BUG at IP: blk_mq_get_request+0x23e/0x390 on 4.16.0-rc7

Sun Apr 8 04:53:03 PDT 2018

>>>>>> Hi Sagi
>>>>>>
>>>>>> Still can reproduce this issue with the change:
>>>>>
>>>>> Thanks for validating Yi,
>>>>>
>>>>> Would it be possible to test the following:
>>>>> --
>>>>> diff --git a/block/blk-mq.c b/block/blk-mq.c
>>>>> index 75336848f7a7..81ced3096433 100644
>>>>> --- a/block/blk-mq.c
>>>>> +++ b/block/blk-mq.c
>>>>> @@ -444,6 +444,10 @@ struct request *blk_mq_alloc_request_hctx(struct
>>>>> request_queue *q,
>>>>>                   return ERR_PTR(-EXDEV);
>>>>>           }
>>>>>           cpu = cpumask_first_and(alloc_data.hctx->cpumask, cpu_online_mask);
>>>>> +       if (cpu >= nr_cpu_ids) {
>>>>> +               pr_warn("no online cpu for hctx %d\n", hctx_idx);
>>>>> +               cpu = cpumask_first(alloc_data.hctx->cpumask);
>>>>> +       }
>>>>>           alloc_data.ctx = __blk_mq_get_ctx(q, cpu);
>>>>>
>>>>>           rq = blk_mq_get_request(q, NULL, op, &alloc_data);
>>>>> --
>>>>> ...
>>>>>
>>>>>
>>>>>> [  153.384977] BUG: unable to handle kernel paging request at
>>>>>> 00003a9ed053bd48
>>>>>> [  153.393197] IP: blk_mq_get_request+0x23e/0x390
>>>>>
>>>>> Also would it be possible to provide gdb output of:
>>>>>
>>>>> l *(blk_mq_get_request+0x23e)
>>>>
>>>> nvmf_connect_io_queue() is used in this way by asking blk-mq to allocate
>>>> request from one specific hw queue, but there may not be all online CPUs
>>>> mapped to this hw queue.
>>
>> Yes, this is what I suspect..
>>
>>> And the following patchset may fail this kind of allocation and avoid
>>> the kernel oops.
>>>
>>> 	https://marc.info/?l=linux-block&m=152318091025252&w=2
>>
>> Thanks Ming,
>>
>> But I don't want to fail the allocation, nvmf_connect_io_queue simply
>> needs a tag to issue the connect request, I much rather to take this
>> tag from an online cpu than failing it... We use this because we reserve
> 
> The failure is only triggered when there isn't any online CPU mapped to
> this hctx, so do you want to wait for CPUs for this hctx becoming online?

I was thinking of allocating a tag from that hctx even if it had no
online cpu, the execution is done on an online cpu (hence the call
to blk_mq_alloc_request_hctx).

> Or I may understand you wrong, :-)

In the report we connected 40 hctxs (which was exactly the number of
online cpus), after Yi removed 3 cpus, we tried to connect 37 hctxs.
I'm not sure why some hctxs are left without any online cpus.

This seems to be related to the queue mapping.

Lets say I have 4-cpu system and my device always allocates
num_online_cpus() hctxs.

at first I get:
cpu0 -> hctx0
cpu1 -> hctx1
cpu2 -> hctx2
cpu3 -> hctx3

When cpu1 goes offline I think the new mapping will be:
cpu0 -> hctx0
cpu1 -> hctx0 (from cpu_to_queue_index) // offline
cpu2 -> hctx2
cpu3 -> hctx0 (from cpu_to_queue_index)

This means that now hctx1 is unmapped.
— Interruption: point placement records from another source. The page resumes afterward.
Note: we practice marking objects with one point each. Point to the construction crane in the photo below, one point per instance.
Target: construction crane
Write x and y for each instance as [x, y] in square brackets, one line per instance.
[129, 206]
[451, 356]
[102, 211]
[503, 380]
I guess we can fix nvmf code
to not connect it. But we end up with less queues than cpus without
any good reason.

I would have optimally want a different mapping that will use all
the queues:
cpu0 -> hctx0
cpu2 -> hctx1
cpu3 -> hctx2
* cpu1 -> hctx1 (doesn't matter, offline)

Something looks broken...